Secara teknikal, Mata Uang Garuda sebenarnya masih berada dalam fase konsolidasi. Rupiah pada Selasa pekan lalu sekali lagi membentuk pola Black Marubozu. Saat itu Rupiah membuka perdagangan di level Rp 13.690/US$, dan mengakhiri perdagangan di Rp 13.660/US$, atau menguat 0,22%.

Level terlemah rupiah sama dengan level pembukaan, sementara level terkuat sama dengan level penutupan, sehingga secara teknikal masih mengukir pola Black Marubozu.
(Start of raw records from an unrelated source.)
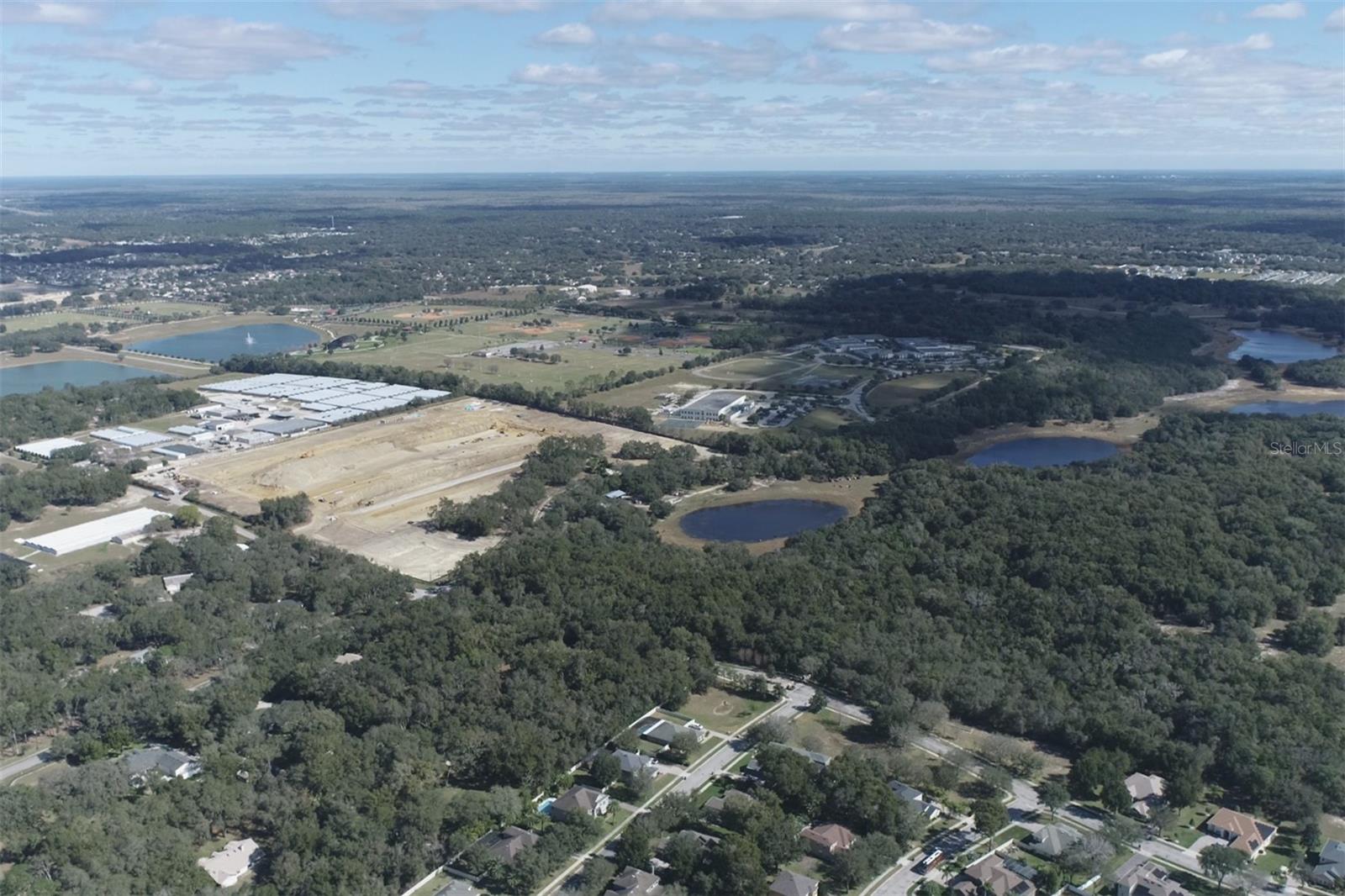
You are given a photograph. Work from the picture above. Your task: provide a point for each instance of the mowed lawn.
(896, 393)
(17, 323)
(721, 710)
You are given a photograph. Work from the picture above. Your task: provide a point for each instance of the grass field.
(825, 420)
(141, 333)
(18, 323)
(721, 710)
(908, 390)
(372, 482)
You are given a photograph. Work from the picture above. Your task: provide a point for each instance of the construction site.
(374, 483)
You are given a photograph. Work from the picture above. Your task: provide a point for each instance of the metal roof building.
(47, 447)
(98, 532)
(129, 436)
(289, 427)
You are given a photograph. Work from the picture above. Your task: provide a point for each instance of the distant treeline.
(60, 412)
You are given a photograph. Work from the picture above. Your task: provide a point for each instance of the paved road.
(22, 766)
(699, 775)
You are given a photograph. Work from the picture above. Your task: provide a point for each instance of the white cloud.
(201, 49)
(1026, 57)
(412, 10)
(757, 58)
(1291, 10)
(569, 34)
(109, 87)
(1165, 60)
(921, 35)
(557, 76)
(61, 13)
(755, 10)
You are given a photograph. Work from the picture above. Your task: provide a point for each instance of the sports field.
(908, 390)
(372, 482)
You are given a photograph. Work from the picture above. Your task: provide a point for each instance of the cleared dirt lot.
(372, 482)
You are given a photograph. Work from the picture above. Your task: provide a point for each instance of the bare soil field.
(1241, 392)
(1122, 432)
(373, 482)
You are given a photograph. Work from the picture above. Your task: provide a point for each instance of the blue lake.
(217, 345)
(1281, 347)
(1049, 451)
(1291, 408)
(58, 374)
(760, 519)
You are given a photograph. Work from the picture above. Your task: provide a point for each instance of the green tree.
(1221, 862)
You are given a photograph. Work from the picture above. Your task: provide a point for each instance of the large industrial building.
(47, 447)
(100, 532)
(713, 405)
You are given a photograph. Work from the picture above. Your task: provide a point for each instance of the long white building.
(100, 532)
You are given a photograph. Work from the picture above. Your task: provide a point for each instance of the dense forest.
(1022, 600)
(60, 412)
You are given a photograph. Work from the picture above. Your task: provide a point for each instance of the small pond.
(1281, 347)
(760, 519)
(58, 374)
(1291, 408)
(217, 345)
(1051, 451)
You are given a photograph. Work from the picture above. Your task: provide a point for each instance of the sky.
(334, 87)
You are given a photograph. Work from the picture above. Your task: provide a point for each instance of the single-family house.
(1329, 869)
(582, 801)
(994, 876)
(1141, 878)
(663, 732)
(506, 845)
(229, 864)
(161, 762)
(716, 804)
(1052, 841)
(825, 841)
(636, 764)
(793, 884)
(926, 806)
(1242, 831)
(1147, 790)
(632, 882)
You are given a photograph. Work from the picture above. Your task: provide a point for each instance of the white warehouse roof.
(98, 532)
(47, 447)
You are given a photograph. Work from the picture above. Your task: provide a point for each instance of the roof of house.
(1248, 833)
(793, 884)
(632, 882)
(993, 875)
(161, 759)
(717, 804)
(632, 762)
(1145, 878)
(229, 862)
(508, 844)
(831, 835)
(1052, 840)
(578, 798)
(1143, 786)
(1331, 862)
(663, 730)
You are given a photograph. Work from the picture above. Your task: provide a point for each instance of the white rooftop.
(98, 532)
(47, 447)
(226, 865)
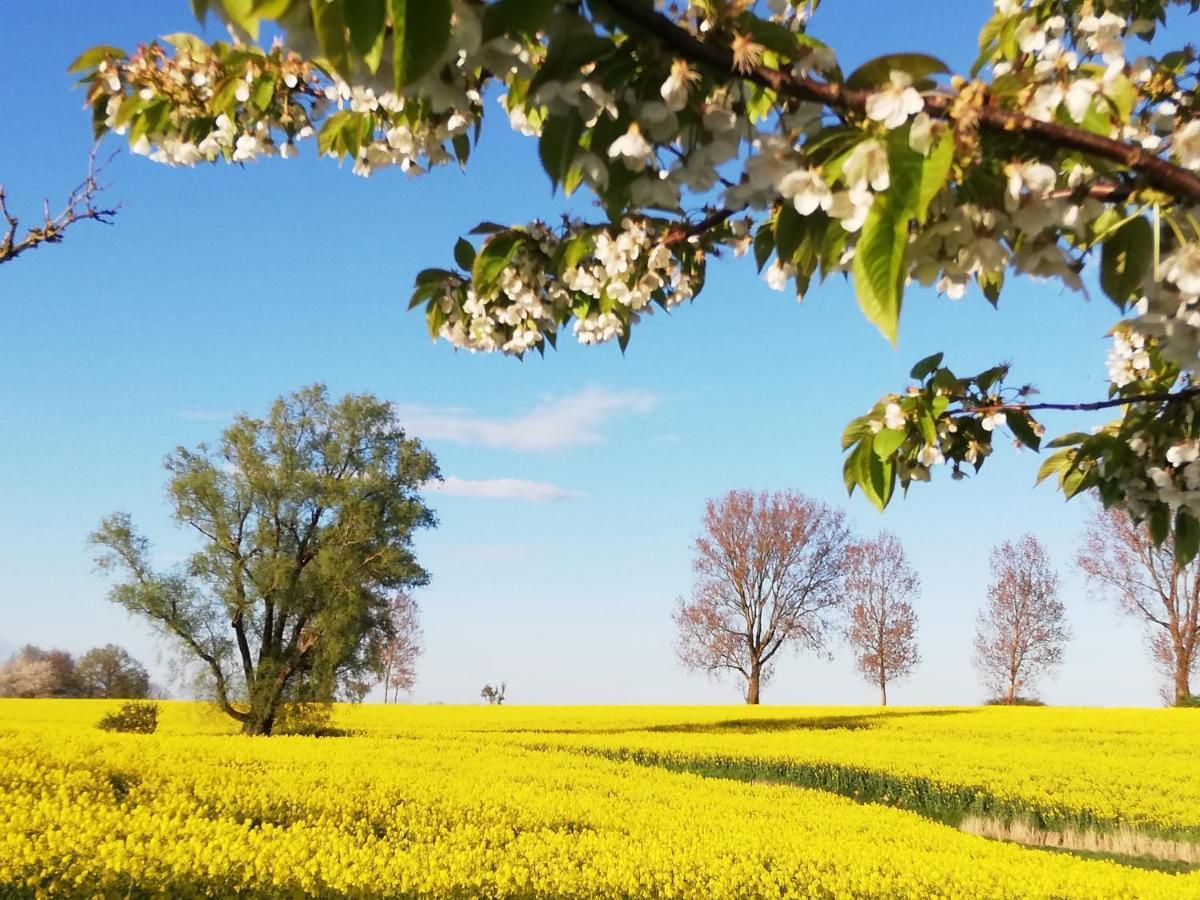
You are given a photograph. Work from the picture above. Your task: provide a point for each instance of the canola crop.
(511, 802)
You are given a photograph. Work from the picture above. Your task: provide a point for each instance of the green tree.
(109, 672)
(307, 519)
(727, 127)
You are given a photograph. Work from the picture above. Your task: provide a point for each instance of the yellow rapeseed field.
(580, 802)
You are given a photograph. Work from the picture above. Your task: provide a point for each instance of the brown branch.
(81, 205)
(1174, 179)
(1156, 397)
(682, 232)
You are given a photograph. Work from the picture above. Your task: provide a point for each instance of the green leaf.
(763, 245)
(1054, 463)
(879, 264)
(515, 17)
(850, 471)
(573, 252)
(1187, 538)
(927, 366)
(935, 169)
(366, 21)
(1159, 522)
(94, 55)
(864, 469)
(263, 93)
(420, 31)
(1023, 427)
(465, 255)
(928, 429)
(881, 479)
(789, 232)
(492, 259)
(877, 71)
(559, 143)
(1126, 257)
(567, 55)
(880, 253)
(1071, 439)
(887, 442)
(329, 23)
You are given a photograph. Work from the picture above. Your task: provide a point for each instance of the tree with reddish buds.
(1021, 630)
(1147, 582)
(882, 628)
(768, 576)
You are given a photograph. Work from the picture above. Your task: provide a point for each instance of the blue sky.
(219, 289)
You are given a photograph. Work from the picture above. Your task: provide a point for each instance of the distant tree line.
(105, 672)
(781, 571)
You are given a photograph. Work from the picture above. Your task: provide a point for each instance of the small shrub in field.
(132, 719)
(1015, 702)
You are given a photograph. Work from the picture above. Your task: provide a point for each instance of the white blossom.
(895, 102)
(867, 166)
(807, 191)
(631, 149)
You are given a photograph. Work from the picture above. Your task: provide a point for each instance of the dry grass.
(1120, 841)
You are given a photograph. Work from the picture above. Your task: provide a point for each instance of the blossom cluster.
(604, 277)
(202, 103)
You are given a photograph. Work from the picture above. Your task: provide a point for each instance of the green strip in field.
(947, 803)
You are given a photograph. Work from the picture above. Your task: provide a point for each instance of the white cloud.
(502, 489)
(553, 425)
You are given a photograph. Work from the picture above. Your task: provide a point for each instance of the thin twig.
(81, 205)
(1156, 397)
(1174, 179)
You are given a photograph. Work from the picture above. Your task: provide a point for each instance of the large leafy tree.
(726, 127)
(306, 519)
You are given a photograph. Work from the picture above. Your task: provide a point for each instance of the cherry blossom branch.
(81, 205)
(683, 232)
(1174, 179)
(1155, 397)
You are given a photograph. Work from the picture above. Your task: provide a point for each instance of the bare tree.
(25, 676)
(81, 205)
(768, 574)
(493, 695)
(399, 658)
(1021, 631)
(882, 627)
(1120, 558)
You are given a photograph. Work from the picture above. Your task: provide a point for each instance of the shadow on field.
(850, 721)
(847, 721)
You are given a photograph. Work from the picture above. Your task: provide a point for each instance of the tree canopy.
(306, 520)
(727, 127)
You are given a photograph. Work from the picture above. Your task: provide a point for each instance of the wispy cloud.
(502, 489)
(204, 415)
(555, 425)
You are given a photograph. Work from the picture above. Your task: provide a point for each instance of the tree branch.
(81, 205)
(1157, 397)
(1174, 179)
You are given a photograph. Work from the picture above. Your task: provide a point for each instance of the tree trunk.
(753, 687)
(1182, 688)
(259, 723)
(264, 703)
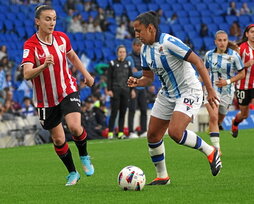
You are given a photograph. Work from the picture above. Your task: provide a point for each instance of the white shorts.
(189, 104)
(225, 99)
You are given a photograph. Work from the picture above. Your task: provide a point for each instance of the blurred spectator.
(245, 10)
(2, 78)
(70, 5)
(101, 19)
(3, 51)
(88, 120)
(7, 65)
(122, 32)
(172, 19)
(76, 24)
(203, 30)
(151, 94)
(27, 108)
(232, 10)
(9, 97)
(235, 30)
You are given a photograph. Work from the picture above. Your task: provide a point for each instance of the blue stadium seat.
(243, 19)
(184, 21)
(130, 7)
(177, 7)
(153, 6)
(181, 35)
(197, 43)
(195, 20)
(231, 19)
(206, 19)
(224, 26)
(132, 15)
(188, 28)
(164, 28)
(118, 9)
(212, 28)
(176, 28)
(193, 34)
(188, 7)
(141, 8)
(194, 13)
(102, 3)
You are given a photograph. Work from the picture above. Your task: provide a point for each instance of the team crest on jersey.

Rupiah Terpuruk! Dekati Rp 13.800/US$, Ada Apa Ini?Grafik: Rupiah (USD/IDR) Harian
Sumber: Refinitiv


Black Marubozu kerap dijadikan sinyal harga suatu instrumen akan menurun lebih lanjut. Dalam hal ini, nilai tukar dolar AS melemah melawan rupiah. Terakhir kali rupiah membentuk pola Black Marubozu pada 7 Januari lalu, sejak saat itu rupiah sempat menguat 2,2% ke Rp 13.565/US$ pada 24 Januari lalu.

Setelah mencapai level tersebut, penguatan rupiah terkikis, dan kini memasuki fase konsolidasi. Sekilas melihat ke belakang, penguatan tajam rupiah juga terjadi setelah menembus batas bawah pola Descending Triangle di level Rp 13.885/US$. Target penguatan setelah menembus pola tersebut Rp 13.245/US$, dan belum tercapai.

Rupiah berada pada fase konsolidasi dengan Rp 13.885/US$ menjadi batas atas dan Rp 13.565/US$ menjadi batas bawah. Dengan kembali munculnya Black Marubozu, di pekan lalu, rupiah sebenarnya berpeluang menguat, tetapi wabah virus corona membuat rupiah loyo.

Untuk pergerakan hari, melihat grafik 1 jam indikator stochastic berada di wilayah jenuh beli (overbought).

Rupiah Terpuruk! Dekati Rp 13.800/US$, Ada Apa Ini?Grafik: Rupiah (USD/IDR) 1 Jam
Sumber: Refinitiv


Stochastic merupakan leading indicator, atau indikator yang mengawali pergerakan harga. Ketika Stochastic mencapai wilayah overbought untuk pasangan USD/IDR, itu menjadi sinyal harga akan turun. Ini berarti rupiah berpeluang memangkas pelemahan.

Resisten (tahanan atas) terdekat berada di Rp 13.775/US$. Melihat indukator stochastic yang overbought, selama tertahan di bawah level tersebut rupiah berpeluang memangkas pelemahan ke Rp 13.735/US$. Jika level tersebut juga dilewati, rupiah berpeluang ke Rp 13.715/US$.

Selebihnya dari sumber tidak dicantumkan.